Mike Alasaad was quick to the heart of things, not long after the pipe bomb exploded just under the 42nd Street Chevys he manages. Alasaad, 40, had handed out two cartons of water bottles along with cups of coffee to NYPD officers and first responders, regulars here in this permanent terror-target of a neighborhood.

“They’re our people,” he said simply.

You’re never more likely to find people generalizing about populations than after an attempted terror attack, of which NYC has seen its share. What is a New Yorker? Before the smoke dissipates you’ll hear that New Yorkers stand strong and carry on. They’re unflappable. They’ll be walking around and swiping their MetroCards tomorrow morning. Those are New York Values.

In reality, it’s being a New Yorker to blasé-boast that the train delays from the explosion weren’t as bad as the weekend F train. It’s being a New Yorker to not give a bomb a second thought. It’s also very New York to text friends and family, making very sure they aren’t hurt. There are New Yorkers who have a small voice in the back of their heads anticipating the worst.

The politicians who do their best to endorse New York’s spirit likely know this. They are keeping their spirits up for the viewers at home. They, too, are reaching for connections across the empty space between us, just like Alasaad did.

The best version of “our people” after an explosion might be the ones who try to help, who run with stretchers when there are injured or who walk footposts trying to prevent the unimaginable, all too imaginable result.

And “our people” are the store managers along Eighth Avenue who kept their Midtown locations open, sometimes just as a place for stranded commuters to sit while waiting for a bus that wouldn’t be coming soon.

“Our people” are complicated and ever changing, like Alasaad himself, who smiles and says he has an interesting background.

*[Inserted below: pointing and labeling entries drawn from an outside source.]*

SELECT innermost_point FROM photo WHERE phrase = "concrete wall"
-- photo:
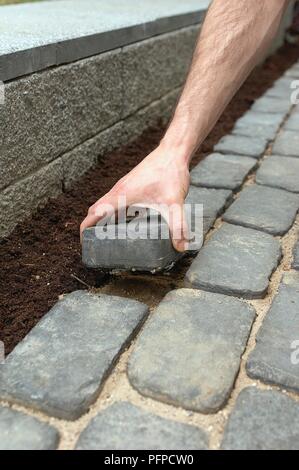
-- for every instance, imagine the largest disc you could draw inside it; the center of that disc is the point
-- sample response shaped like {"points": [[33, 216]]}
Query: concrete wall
{"points": [[56, 124], [61, 115]]}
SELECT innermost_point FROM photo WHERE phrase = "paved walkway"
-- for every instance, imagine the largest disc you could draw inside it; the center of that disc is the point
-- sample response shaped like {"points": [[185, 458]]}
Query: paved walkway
{"points": [[214, 365]]}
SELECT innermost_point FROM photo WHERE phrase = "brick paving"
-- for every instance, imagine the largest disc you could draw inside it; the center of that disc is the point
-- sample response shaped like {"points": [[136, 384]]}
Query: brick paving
{"points": [[215, 365]]}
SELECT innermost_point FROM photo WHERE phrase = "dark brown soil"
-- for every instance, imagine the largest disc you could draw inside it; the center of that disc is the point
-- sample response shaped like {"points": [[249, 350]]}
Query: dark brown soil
{"points": [[41, 259]]}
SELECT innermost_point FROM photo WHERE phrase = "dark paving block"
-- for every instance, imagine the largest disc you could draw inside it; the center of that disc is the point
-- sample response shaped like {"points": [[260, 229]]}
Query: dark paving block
{"points": [[242, 145], [123, 426], [287, 144], [279, 172], [292, 123], [272, 359], [262, 420], [268, 209], [235, 261], [148, 248], [267, 104], [189, 351], [60, 366], [19, 431], [222, 171]]}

He was born in Kuwait. His mother is Palestinian. He has been married to a Jewish woman for nearly 30 years. They met in the United States, where such things are possible.

Ours is a country that has granted safe haven to those like the alleged bomber Akayed Ullah, a Brooklynite who Monday decided to Velcro and ziptie a device of destruction to his body. It detonated in the crowded underground subway passageway between the Port Authority bus terminal and Times Square. Thankfully, Ullah’s mechanical skills were as mistaken as his ideology. His explosive only partially functioned, injuring him and three people nearby.

When an event like this happens, it’s not just the locals who will want to tell you what We New Yorkers or We Americans are or what “our people” do. President Donald Trump’s spokeswoman, Sarah Huckabee Sanders, argued the incident would have been prevented had “chain migration” for family members been discontinued nearly a decade ago. She ignored the amount of time Ullah, a lawful permanent resident, has been here and the overwhelming history of peaceful, vital immigration to this country. Instead, just us vs. them.

Law enforcement sources on Monday advanced preliminary reasons that Ullah might have gone down the Islamic State-inspired path he did. Was it the political situation in his old country, Bangladesh? Israeli actions in Gaza? U.S. airstrikes in Syria? Whatever it was, it’s likely he too had distinct ideas about who were his people and who weren’t.

Those ideas and their realization will be poured over for the next days and months, as New York breathes a sigh of relief at a blast that fizzled. In the meantime, Alasaad’s philosophy rings truest. Our people lend a hand.